With Get Out, Jordan Peele has made his directorial debut in a nasty little movie that combines horror and racism. Known as one-half of the comedy team Key and Peele, he clearly appears comfortable in the director’s chair.
The movie tells the story of Chris, a young black man (Daniel Kaluuya) who accepts his white girlfriend’s (Allison Williams) invitation to visit her wealthy parents living on an isolated country estate. He regrettably swallows his concerns when she tells him that her parents do not know that she is dating a black man. Right then and there you know trouble is waiting around the corner.
Her parents, played with chilling detachment by Bradley Whitford and the great Catherine Keener, seem quite outgoing at first. Dad tells Chris that he would have voted for Obama if he had been allowed to run for a third term, while mom offers to hypnotize him to help him quit smoking.
Things start to get dark quite quickly. Employed by the parents are two extraordinarily odd-acting black servants (played in chilling fashion by Betty Gabrief and Marcus Henderson), and their actions are borderline freakish. Though I don’t dare give anything away, it becomes increasingly clear that black visitors to this stately mansion face a transformation with ghastly consequences.
Last year Key and Peele appeared in the raucous dark comedy Keanu, where they had to impersonate gangland killers as they tried to get back a stolen cat.

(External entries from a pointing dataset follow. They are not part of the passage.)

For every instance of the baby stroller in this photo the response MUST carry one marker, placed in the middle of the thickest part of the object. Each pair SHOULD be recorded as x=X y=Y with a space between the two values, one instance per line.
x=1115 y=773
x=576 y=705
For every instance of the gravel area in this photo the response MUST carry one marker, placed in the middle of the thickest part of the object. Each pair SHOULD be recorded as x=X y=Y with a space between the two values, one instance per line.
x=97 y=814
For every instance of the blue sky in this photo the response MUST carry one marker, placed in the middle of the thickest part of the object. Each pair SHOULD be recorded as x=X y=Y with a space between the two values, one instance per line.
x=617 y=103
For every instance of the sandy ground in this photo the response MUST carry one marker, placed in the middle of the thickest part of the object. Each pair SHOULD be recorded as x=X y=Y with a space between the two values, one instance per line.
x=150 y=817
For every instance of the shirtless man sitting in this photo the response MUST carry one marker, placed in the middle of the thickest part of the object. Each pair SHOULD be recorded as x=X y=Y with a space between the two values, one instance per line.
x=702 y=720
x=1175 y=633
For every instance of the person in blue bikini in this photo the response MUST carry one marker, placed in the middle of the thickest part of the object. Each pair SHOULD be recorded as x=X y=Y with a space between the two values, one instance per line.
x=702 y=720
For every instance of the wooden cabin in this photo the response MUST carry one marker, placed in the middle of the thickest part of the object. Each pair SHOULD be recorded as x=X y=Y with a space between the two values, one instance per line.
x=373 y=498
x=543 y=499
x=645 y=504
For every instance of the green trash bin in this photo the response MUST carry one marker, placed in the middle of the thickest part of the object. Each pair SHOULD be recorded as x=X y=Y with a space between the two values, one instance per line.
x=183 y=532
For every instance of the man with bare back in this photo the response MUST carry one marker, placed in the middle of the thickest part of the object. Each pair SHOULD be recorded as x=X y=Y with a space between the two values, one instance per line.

The humor of the film flowed from the fact that both were completely clueless on how to function on the streets. It was as if they were two white guys from a Southern Indiana town performing in a remake of Straight Outta Compton.
Though this film morphs into a great horror movie, Peele doesn’t forget the need to add a few comic touches. Here, LilRel Howery plays Rob, an hysterical TSA agent who questions his friend’s sanity and judgment. You frequently laugh out loud while descending into a state of fear.
Whether you like horror movies or not, this movie delivers a racist theme that can’t be overlooked. It’s as if a segment of our white society considers the goal of diversity to be found in surgically helping black Americans act white. Interested?